Livingston was friendlier to YSL's argument that Louboutin's trademark isn't in line with the Supreme Court's Qualtex ruling. She told Lewin she was "stumbling" over the "significant function" served by Louboutin's red soles. "Doesn't it hinder competition if can't make monochromatic shoes?" she asked. (Lewin sidestepped the question, calling YSL's protests about its long tradition of monochromatic high heels "a red herring.")

Cabranes, meanwhile, seemed faintly amused by the crowd that came to hear the argument, which went on for 45 minutes. He asked Lewin why Louboutin had appealed the preliminary injunction, rather than waiting until Marrero issued a summary judgment ruling on the validity of Louboutin's trademark. Lewin suggested that Marrero's statements left little doubt about how he'd rule on summary judgment. His decision "was way out of bounds," Lewin said.

"What do you want from us?" Cabranes then asked. Lewin said he wanted the Second Circuit to enjoin sales of YSL's all-red shoes. "You can't expect us to do that!" Cabranes said.

Lewin then said he wanted the court to order additional discovery to take place before Marrero -- which is a request YSL has already made in its appellate filings. I'll be very surprised if that's not the path the Second Circuit decides to walk, sending the case back to the district court for discovery and a summary judgment ruling. Then we'll get to do the same thing all over again at the Second Circuit, since whichever side loses before Marrero will surely appeal.

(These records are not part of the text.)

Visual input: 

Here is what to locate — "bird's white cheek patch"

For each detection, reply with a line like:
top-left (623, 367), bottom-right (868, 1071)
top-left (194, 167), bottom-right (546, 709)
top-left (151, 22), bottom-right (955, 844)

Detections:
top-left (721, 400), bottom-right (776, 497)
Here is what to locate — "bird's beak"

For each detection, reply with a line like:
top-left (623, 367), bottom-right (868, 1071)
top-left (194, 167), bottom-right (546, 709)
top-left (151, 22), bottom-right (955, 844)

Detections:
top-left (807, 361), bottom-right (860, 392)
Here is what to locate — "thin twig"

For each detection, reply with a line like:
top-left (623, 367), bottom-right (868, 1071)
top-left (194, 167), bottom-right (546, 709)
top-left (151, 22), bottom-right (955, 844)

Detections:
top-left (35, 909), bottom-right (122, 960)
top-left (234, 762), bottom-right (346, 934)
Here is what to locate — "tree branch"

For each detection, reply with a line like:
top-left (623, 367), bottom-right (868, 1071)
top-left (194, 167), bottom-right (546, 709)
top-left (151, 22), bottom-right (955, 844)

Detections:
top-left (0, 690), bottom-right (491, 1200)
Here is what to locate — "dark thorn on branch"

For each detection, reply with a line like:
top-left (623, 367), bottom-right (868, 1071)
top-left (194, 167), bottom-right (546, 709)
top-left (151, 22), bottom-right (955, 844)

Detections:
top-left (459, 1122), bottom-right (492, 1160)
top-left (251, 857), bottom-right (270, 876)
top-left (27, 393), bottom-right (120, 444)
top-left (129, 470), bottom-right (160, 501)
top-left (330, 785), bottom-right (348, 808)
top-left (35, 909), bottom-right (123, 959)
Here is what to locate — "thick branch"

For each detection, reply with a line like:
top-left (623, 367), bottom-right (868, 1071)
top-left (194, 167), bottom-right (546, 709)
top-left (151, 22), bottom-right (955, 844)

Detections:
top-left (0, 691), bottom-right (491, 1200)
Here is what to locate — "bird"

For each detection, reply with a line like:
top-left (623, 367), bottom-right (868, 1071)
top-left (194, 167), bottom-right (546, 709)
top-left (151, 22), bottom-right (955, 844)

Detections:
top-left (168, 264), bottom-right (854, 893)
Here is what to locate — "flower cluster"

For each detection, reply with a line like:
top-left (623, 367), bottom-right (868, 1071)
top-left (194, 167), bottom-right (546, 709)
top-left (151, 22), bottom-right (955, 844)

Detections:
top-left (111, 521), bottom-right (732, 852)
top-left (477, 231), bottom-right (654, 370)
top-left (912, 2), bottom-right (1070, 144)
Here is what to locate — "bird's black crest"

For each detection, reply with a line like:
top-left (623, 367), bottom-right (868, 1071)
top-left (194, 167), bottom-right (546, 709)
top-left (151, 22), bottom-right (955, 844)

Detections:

Finally, here's a sad coda to all the high-heeled, shiny patent glory at the Second Circuit: I wore my vintage YSL peep-toe pumps to court (bought 'em used for $25 because I loved the orange insole). As I hustled back to the subway to get to the office and write this post, I tripped and fell in the street. Now I have ripped tights and a bloody knee to remind me of the perils of covering the fashion industry.